Terminamos el paseo vespertino por la avenida de las Sabinas y nos volvíamos a casa. Julene y David estaban en el soportal de sus casas “conversando” con un tercer individuo más bajo que, de reojo, no reconocí. Me lo aclaró Berta: “Pero, si es el buitre”.
David lo había recogido. “Lo he visto llegar volando al tejado; ha intentado posarse en el canalón y ha resbalado. Se ha quedado enganchado de una pata, cabeza abajo, más de un minuto y después ha caído. Ya he llamado al Centro de Recuperación de Aves, pero hasta mañana no podrán venir”. El animal parecía no poder moverse con soltura. Vomitó un líquido de color raro, verdoso.
“Debe de estar envenenado. Quién sabe lo que habrá comido”. “Pero, ¿para quién ponen esos cebos?; ¡hay que ser inconscientes!”. Se fueron concentrando más vecinos.

El buitre leonado que nos brindaba, sin él pretenderlo, la oportunidad de ver de cerca un ejemplar joven y hermoso, con toda la vitalidad que correspondía a su especie y edad, mermada por quién sabe qué causa artificial que le vaciaba la fuerza, permaneció entre nosotros por un largo cuarto de hora, sin aparentar extrañarnos y sin hacer intentos de huída. Hicimos nosotros planes sobre él, sin acertar muy bien a quién o a qué organismos tendríamos que llamar, cuando de improviso y sacando energías de donde no parecía haberlas, desplegó sus casi dos metros de envergadura de alas, empezó una corta carrera de saltitos y se alzó del suelo a duras penas, pero sin darnos tiempo a reaccionar.

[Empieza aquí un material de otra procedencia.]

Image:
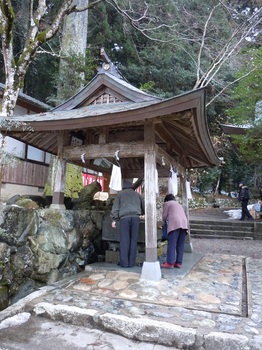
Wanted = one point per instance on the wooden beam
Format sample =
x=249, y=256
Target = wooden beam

No se elevó mucho, pero alcanzó la altura de la primera casa de enfrente, la de Juanma, a cinco o seis metros sobre la calle, y se posó en el alero del tejado.
David llamó, de nuevo, al Centro de Recuperación de Aves, cuyo personal se ofreció a venir para recogerlo, pero mientras el buitre permaneciera en el tejado, sería inútil cualquier acción, porque no se le podría capturar allí. Al más precavido intento, habría echado a volar hacia el monte. Debíamos limitarnos a observarle y recogerlo cuando bajara o cayera.
Y así se hizo de noche.
Por la mañana, Mara me dio el parte, antes de irse a trabajar: “Ha pasado la noche en el mismo tejado. Convendría vigilarle”. Me hice cargo de la encomienda. Estar jubilado conlleva estas cosas. Pero cuando salí de casa, nuestro protegido se había largado. Lo daba ya por perdido cuando me encontré con David: “Está en el tejado de Agapito”.

Había volado más de cien metros, remontando un poco de cuesta. Parecía que se recuperaba. Lo observamos un rato a pie de calle, pero decidí controlarlo desde casa, con los prismáticos. Me asomé varias veces a la ventana y todo iba normalmente, pero de pronto lo vi tendido como un saco.

Temí lo peor y volví al pie de la casa. El ruido que hice debió ponerle en alerta y se incorporó de nuevo. Volví yo a mi oteadero y sobre la una y media, cerca de mediodía (solar), vi el tejado vacío. Me asomé y justo pude verlo en el aire, volando parsimoniosamente hacia el sur, hacia el monte. Mediodía no es solamente un cálculo horario; es una sensación en la piel, en los ojos, a través de la luz, en el paisaje. Mediodía señala una zona de calor, de vida, hacia la que un buitre perdido ha de volar, sin duda. Cogí los prismáticos, la cámara y el teléfono y salí de estampida. Una vez en el monte, los cuervos pronto se hubieran cebado en él.
Recorrí medio kilómetro a través del bosque, deteniéndome en cada claro para examinar los árboles del contorno. Creía ir en la dirección correcta, pero no encontré ni rastro. Por fin, al pasar una pequeña barrera arbórea, entre dos tierras de labor extensas, hallé al
pollo posado en el suelo, mirándome fijamente, a solo diez metros de distancia.
Sentí una gran satisfacción al encontrarlo.
No se movió y yo tampoco le di motivos para la fuga. En el cielo, muy altos, evolucionaban en círculo dos buitres.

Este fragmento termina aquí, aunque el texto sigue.